The centre recently received a US$48 000 (about R796 000) federal grant to work on a suicide prevention programme.
Mazur said in a statement announcing the grant that the pilot programme had been developed to provide suicide-prevention training to a diverse group of community members who largely interacted with farmers.
The programme would provide information specific to the culture of farming, to help people understand the stressors unique to farmers, their families and their workers.
Mazur said the centre was also working with the country’s National Suicide Prevention Lifeline to help its counsellors better understand the culture of farming.
‘’If someone calls the hotline and says it’s been a rainy spring and they couldn’t plant their crops, the person on the other end of that hotline needs to understand the full implications of what that means to a farmer. It can be financially devastating and provoke the kind of situation that causes depression and stress, that are [forerunners to] suicide,” she explained.
In Australia, where drought and recent widespread wildfires had resulted in severe economic challenges in the farming sector, the suicide rate among men in Australia’s farming sector was about double that of the general male population, at 32,2 per 10 000, compared with 16,6 per 10 000, the Foundation for Rural and Regional Renewal’s chief executive officer, Natalie Egleton told The Guardian Australia.

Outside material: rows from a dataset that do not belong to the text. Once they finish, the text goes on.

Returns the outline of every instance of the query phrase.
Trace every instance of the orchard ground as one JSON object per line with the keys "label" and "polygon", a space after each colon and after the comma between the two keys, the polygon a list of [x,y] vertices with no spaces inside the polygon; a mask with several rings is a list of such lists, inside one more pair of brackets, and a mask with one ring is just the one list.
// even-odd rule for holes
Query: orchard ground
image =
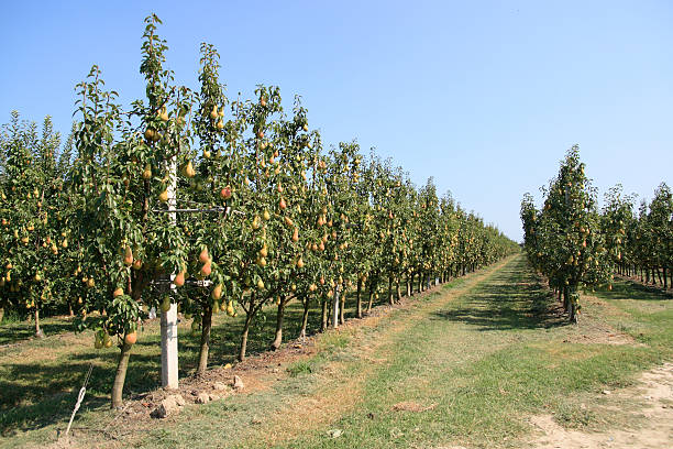
{"label": "orchard ground", "polygon": [[[520,254],[229,370],[221,366],[233,360],[241,322],[220,315],[216,368],[203,380],[186,380],[183,393],[233,374],[245,388],[206,405],[187,397],[179,414],[163,420],[150,417],[163,393],[152,391],[156,324],[134,348],[122,413],[106,401],[114,349],[95,351],[90,333],[18,342],[0,349],[0,446],[59,445],[89,363],[74,447],[673,445],[673,300],[619,280],[582,302],[580,325],[567,325]],[[255,328],[257,353],[271,341],[272,314]],[[183,326],[186,376],[198,337]]]}

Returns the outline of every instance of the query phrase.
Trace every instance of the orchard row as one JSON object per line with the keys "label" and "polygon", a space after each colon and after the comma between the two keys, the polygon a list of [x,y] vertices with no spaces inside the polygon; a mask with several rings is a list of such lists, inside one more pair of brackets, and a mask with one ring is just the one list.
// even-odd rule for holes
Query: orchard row
{"label": "orchard row", "polygon": [[543,208],[536,209],[528,194],[521,202],[528,259],[558,291],[571,321],[577,321],[582,309],[578,288],[611,288],[616,272],[638,272],[648,280],[658,274],[665,288],[673,266],[671,189],[661,184],[652,202],[643,201],[636,216],[633,198],[618,186],[599,210],[584,168],[573,146],[559,175],[543,188]]}
{"label": "orchard row", "polygon": [[[60,147],[14,114],[2,139],[2,307],[68,304],[97,347],[120,348],[119,406],[139,326],[152,308],[179,308],[201,332],[207,366],[212,314],[245,314],[239,359],[260,310],[277,306],[272,348],[290,300],[322,306],[354,295],[356,316],[438,280],[516,252],[497,229],[438,197],[356,143],[323,149],[298,100],[278,88],[230,99],[219,55],[201,46],[200,86],[174,84],[150,17],[142,45],[146,98],[130,109],[93,67],[77,86],[77,122]],[[418,288],[416,288],[418,286]]]}

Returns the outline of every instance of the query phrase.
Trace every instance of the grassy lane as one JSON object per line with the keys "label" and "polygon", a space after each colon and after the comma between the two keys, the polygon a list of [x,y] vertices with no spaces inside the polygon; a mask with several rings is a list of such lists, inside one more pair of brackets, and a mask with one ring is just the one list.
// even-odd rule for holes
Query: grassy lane
{"label": "grassy lane", "polygon": [[[168,420],[120,424],[108,436],[85,431],[79,442],[527,447],[528,418],[540,414],[571,428],[638,428],[615,408],[636,405],[600,392],[673,360],[673,300],[618,281],[613,292],[584,295],[583,303],[580,326],[566,325],[525,258],[515,256],[390,314],[319,336],[315,355],[257,379],[264,388],[188,406]],[[112,416],[90,410],[77,425],[101,428]],[[53,434],[49,426],[7,442],[38,446]]]}
{"label": "grassy lane", "polygon": [[626,293],[636,297],[630,303],[600,294],[580,327],[567,326],[544,313],[553,299],[519,256],[400,310],[385,331],[328,335],[328,354],[302,362],[305,374],[200,407],[143,443],[526,447],[532,414],[553,414],[569,427],[627,425],[584,403],[673,355],[664,329],[671,304],[654,298],[655,311],[636,313],[650,310],[637,293]]}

In 2019, media reports also indicated that dairy farmers in France had a suicide rate that was 50% higher than the countries national average.

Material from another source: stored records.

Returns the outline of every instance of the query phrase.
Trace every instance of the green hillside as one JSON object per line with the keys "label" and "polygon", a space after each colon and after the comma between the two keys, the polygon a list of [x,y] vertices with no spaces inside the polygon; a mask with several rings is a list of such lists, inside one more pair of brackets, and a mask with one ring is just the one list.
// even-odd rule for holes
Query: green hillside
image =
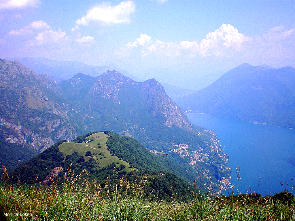
{"label": "green hillside", "polygon": [[[119,159],[135,167],[168,170],[191,183],[196,179],[199,186],[211,183],[216,192],[222,180],[230,177],[228,156],[216,135],[190,122],[155,79],[137,82],[116,71],[107,71],[96,77],[79,73],[59,85],[17,61],[1,60],[0,132],[5,139],[40,152],[61,140],[73,140],[91,131],[110,131],[136,139],[144,146],[140,147],[143,153],[149,152],[146,148],[155,154],[148,154],[153,162],[135,152],[130,161],[129,155],[121,156],[114,146],[109,154],[118,159],[109,157],[106,149],[100,153],[86,146],[90,144],[84,144],[89,149],[82,149],[80,153],[81,146],[75,149],[71,144],[64,144],[63,148],[69,145],[63,151],[67,155],[57,167],[67,168],[68,163],[76,161],[78,173],[85,168],[106,171],[104,165],[112,162],[127,166]],[[133,145],[132,140],[127,141]],[[72,147],[76,150],[70,152]],[[79,159],[82,152],[85,155],[87,151],[95,152],[94,156],[104,156],[99,160],[93,157],[94,161],[85,156]]]}
{"label": "green hillside", "polygon": [[2,173],[2,165],[10,171],[38,154],[34,150],[5,141],[3,139],[3,134],[1,133],[0,153],[0,173]]}
{"label": "green hillside", "polygon": [[[193,194],[189,189],[205,191],[199,187],[195,189],[171,172],[176,171],[185,177],[180,173],[183,169],[167,158],[151,153],[134,139],[108,131],[89,133],[71,142],[59,141],[9,174],[14,174],[12,181],[17,182],[20,179],[22,183],[29,184],[49,184],[50,178],[56,176],[61,184],[71,164],[76,174],[86,170],[102,187],[107,178],[112,183],[119,184],[123,176],[132,182],[147,174],[151,182],[146,187],[147,192],[154,190],[153,194],[160,199],[170,198],[176,194],[190,199]],[[198,181],[196,184],[201,186]]]}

“From what farmers tell us, psychological suffering and suicide occur when there’s a feeling of hopelessness, as if there’s no other choice.
“Put simply, the price they can sell their produce for is not enough to cover their expenses. And so, they work harder, hoping to earn more money. But then they become exhausted. And the debts continue to pile up,’’ according to Isabelle Grégoire, a social worker, and Véronique Louazel, a public health researcher working in the French agriculture sector.